Mercedes Rosende – Falsche Ursula

Mercedes Rosende – Falsche ursula

Ursula ist frustriert. Sie hat Übergewicht, fühlt sich hässlich und ihre Nachbarin mit den lauten hochhackigen Schuhen nervt sie auch. Ganz anders ihre Schwester Luz, die schon als Kind von den Eltern bevorzugt wurde. Als sie einen Anruf erhält, stutzt sie, angeblich wurde ihr Ehemann entführt und sie soll Lösegeld beschaffen. Was für ein Mann? Sie beginnt zu recherchieren und kommt schnell dahinter, dass es zu einer Verwechslung kam, weil sie denselben Namen trägt wie die Gattin des entführten Unternehmers Santiago Losada. Aus der Situation lässt sich doch was machen und kurzerhand dreht sie den Spieß um und gibt den überforderten Entführern Anweisungen. Aber ganz so einfach ist der Fall dann doch nicht…
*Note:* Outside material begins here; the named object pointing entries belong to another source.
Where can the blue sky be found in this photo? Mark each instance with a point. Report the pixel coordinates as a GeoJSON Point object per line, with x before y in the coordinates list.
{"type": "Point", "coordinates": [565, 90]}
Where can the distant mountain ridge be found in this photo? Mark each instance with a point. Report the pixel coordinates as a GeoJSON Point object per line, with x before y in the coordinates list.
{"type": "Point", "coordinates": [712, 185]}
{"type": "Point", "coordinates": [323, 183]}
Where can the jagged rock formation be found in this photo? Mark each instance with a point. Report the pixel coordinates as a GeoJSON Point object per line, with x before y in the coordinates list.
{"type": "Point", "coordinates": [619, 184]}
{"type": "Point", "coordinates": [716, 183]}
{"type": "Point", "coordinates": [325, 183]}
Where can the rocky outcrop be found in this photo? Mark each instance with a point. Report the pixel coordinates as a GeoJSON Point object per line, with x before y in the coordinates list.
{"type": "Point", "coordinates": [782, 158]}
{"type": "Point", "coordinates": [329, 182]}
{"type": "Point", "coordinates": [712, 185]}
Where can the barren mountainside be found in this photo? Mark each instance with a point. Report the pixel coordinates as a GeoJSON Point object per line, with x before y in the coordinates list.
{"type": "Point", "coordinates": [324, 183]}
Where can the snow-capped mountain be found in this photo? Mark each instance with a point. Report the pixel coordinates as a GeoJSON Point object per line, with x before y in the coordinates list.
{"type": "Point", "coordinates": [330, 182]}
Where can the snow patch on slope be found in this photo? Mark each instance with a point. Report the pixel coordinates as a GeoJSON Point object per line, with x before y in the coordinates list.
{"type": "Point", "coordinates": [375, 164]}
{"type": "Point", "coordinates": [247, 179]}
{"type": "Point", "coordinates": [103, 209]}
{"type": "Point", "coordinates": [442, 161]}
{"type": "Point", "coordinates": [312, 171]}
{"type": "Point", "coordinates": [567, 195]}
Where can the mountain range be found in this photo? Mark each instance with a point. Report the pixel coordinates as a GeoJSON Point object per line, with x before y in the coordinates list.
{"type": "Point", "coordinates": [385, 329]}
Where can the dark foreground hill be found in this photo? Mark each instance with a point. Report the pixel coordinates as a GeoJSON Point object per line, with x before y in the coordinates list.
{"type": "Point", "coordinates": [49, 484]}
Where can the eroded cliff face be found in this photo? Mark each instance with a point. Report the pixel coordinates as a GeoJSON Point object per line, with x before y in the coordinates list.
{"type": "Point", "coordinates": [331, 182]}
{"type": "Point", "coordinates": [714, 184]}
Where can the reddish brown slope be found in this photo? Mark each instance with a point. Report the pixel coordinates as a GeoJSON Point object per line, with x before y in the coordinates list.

„Falsche Ursula“ ist der Auftakt zur Montevideo-Reihe der uruguayischen Autorin Mercedes Rosende. Die deutschen Übersetzungen fingen mit Teil 2 der Reihe an, „Krokodilstränen“, für den die Autorin 2019 mit dem LiBeraturpreis, der ausschließlich an Schreibende aus Afrika, Asien, der arabischen Welt oder Lateinamerika vergeben wird, ausgezeichnet wurde. Die Protagonistin, groß, laut, oftmals unerträglich und doch wiederum charmant in ihrer zynischen Art, trägt dabei die Handlung ganz wesentlich. Diese schwankt zwischen einer Abrechnung mit den gängigen Erwartungen an Frauen und gesellschaftlichen Klischees und einer geradezu grotesken Kriminalgeschichte, die immer wieder völlig unerwartete Wendungen nimmt.

Ursula ist gewöhnungsbedürftig, ohne Frage, dabei blickt sie doch mit viel Realismus auf sich und ihr trostloses Leben. Sie entspricht keiner Norm, passt in kein Schema und gerade deshalb kann man sich in irgendeiner ihrer Eigenschaften wiederfinden. Mit sarkastisch-ironischem Blick beobachtet sie die Welt um sich herum und entfaltet unerwartet eine nicht zu unterschätzende kriminelle Energie.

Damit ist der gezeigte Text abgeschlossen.